Frontiers of Data and Computing ›› 2025, Vol. 7 ›› Issue (6): 136-148.

CSTR: 32002.14.jfdc.CN10-1649/TP.2025.06.013

doi: 10.11871/jfdc.issn.2096-742X.2025.06.013

• Technology and Application • Previous Articles     Next Articles

Porting and Adapting Deep Learning Framework Operators on Domestic Supercomputers

ZHOU Faguo1(),LIU Fang2,*(),WANG Yangang2,WANG Jue2,YU Miao1,LI Shunde2,ZHOU Chunbao2,WANG Jing2,YANG Qinmeng2   

  1. 1. School of Artificial Intelligence, China University of Mining and Technology-Beijing, Beijing 100083, China
    2. Computer Network Information Center, Chinese Academy of Sciences, Beijing 100083, China
  • Received:2025-04-23 Online:2025-12-20 Published:2025-12-17
  • Contact: LIU Fang E-mail:zhoufaguo@cumtb.edu.cn;liufang@sccas.cn

Abstract:

[Application background] With the rapid development of large-scale deep learning models, the computing resources required for training large-scale models are constantly increasing, and a single computing device is no longer able to meet the training requirements of large-scale deep learning models. Therefore, in the field of deep learning, providing support for supercomputing platforms is of great strategic significance.

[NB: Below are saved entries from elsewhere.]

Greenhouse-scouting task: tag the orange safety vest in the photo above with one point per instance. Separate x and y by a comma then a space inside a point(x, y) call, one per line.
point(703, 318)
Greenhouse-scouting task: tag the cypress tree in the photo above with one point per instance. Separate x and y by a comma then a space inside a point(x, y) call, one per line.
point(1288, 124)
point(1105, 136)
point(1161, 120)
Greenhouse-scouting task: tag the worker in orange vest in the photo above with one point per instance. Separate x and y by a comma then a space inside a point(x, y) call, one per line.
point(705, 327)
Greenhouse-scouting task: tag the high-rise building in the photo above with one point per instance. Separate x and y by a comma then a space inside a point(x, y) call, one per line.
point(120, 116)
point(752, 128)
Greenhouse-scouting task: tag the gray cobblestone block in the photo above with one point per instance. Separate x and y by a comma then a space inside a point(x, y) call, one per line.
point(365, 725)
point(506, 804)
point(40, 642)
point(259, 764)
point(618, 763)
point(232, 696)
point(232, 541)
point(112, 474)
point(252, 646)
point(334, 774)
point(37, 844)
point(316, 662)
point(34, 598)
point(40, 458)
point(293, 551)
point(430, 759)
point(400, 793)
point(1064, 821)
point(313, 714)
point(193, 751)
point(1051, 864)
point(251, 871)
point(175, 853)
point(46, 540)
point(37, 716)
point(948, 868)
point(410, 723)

As a domestically independently developed deep learning framework, MindSpore has become one of the important tools in the field of artificial intelligence research due to its efficient computing performance, flexible debugging functions, and convenient support for distributed training. [Problem] The MindSpore framework does not support Sugon high-performance computers and cannot be directly deployed and run on this supercomputing platform, which severely limits the application of the MindSpore framework in the supercomputing environment. [Method] To address the issue that the MindSpore framework cannot run on the Sugon high-performance computer because of the different hardware architecture and software environment of the Sugon high-performance computer, this paper presents the efforts in porting and adapting the MindSpore framework to the Sugon computer. The Sugon high-performance computer adopts a heterogeneous architecture composed of Hygon CPU and Hygon DCU. The lack of support from the MindSpore framework for this supercomputing platform is manifested in the fact that the operators in the framework cannot be scheduled and executed on Hygon DCU. Therefore, based on the original GPU operators in the framework, this project designs an operator transforming scheme for Hygon DCU. [Result] Based on the operator transforming scheme for Hygon DCU, a total of 278 operators were successfully translated in this project, enabling the MindSpore framework to run on Sugon high-performance computers. Furthermore, on the Sugon high-performance computer, a distributed parallel training of the LLaMA model was carried out to verify the good performance of the Hygon DCU operators in the MindSpore framework.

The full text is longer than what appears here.